Skip to content
Advertisement

is there a method to conect to postgresql (dbeaver ) from pyspark?

hello i installed pyspark now and i have a database postgres in local in DBeaver : how can i connect to postgres from pyspark please

i tried this

from pyspark.sql import DataFrameReader

url = 'postgresql://localhost:5432/coucou'
properties = {'user': 'postgres', 'password': 'admin'}
df = DataFrameReader(sqlContext).jdbc(
    url='jdbc:%s' % url, table='tw_db', properties=properties
)

but i have an error

  File "C:Sparkspark-3.1.2-bin-hadoop3.2pythonlibpy4j-0.10.9-src.zippy4jprotocol.py", line 326, in get_return_value
py4j.protocol.Py4JJavaError: An error occurred while calling o37.jdbc.
: java.lang.ClassNotFoundException: C:/Users/Desktop/postgresql-42.2.23.jre7.jar

Answer

You need to add the jars you want to use when creating the sparkSession.

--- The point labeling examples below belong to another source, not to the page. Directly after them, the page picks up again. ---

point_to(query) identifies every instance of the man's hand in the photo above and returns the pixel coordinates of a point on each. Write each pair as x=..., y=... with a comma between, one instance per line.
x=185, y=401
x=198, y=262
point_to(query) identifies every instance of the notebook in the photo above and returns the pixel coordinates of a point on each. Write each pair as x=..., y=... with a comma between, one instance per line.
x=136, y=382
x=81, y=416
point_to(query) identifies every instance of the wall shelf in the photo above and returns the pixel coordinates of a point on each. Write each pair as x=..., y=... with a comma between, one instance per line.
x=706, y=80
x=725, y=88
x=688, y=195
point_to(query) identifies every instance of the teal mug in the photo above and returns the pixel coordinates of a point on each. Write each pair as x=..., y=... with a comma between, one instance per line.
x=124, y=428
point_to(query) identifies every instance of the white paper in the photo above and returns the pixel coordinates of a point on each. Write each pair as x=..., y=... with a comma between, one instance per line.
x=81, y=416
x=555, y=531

See this : https://spark.apache.org/docs/2.4.7/submitting-applications.html#advanced-dependency-management

Either when you start pyspark

pyspark --repositories MAVEN_REPO
# OR
pyspark --jars PATH_TO_JAR

or when you create your sparkSession objects

SparkSession.builder.master("yarn").appName(app_name).config("spark.jars.packages", "MAVEN_PACKAGE")
# OR
SparkSession.builder.master("yarn").appName(app_name).config("spark.jars", "PATH_TO_JAR")

You need maven packages when you do not have the jar in local or your jars needs some dependencies.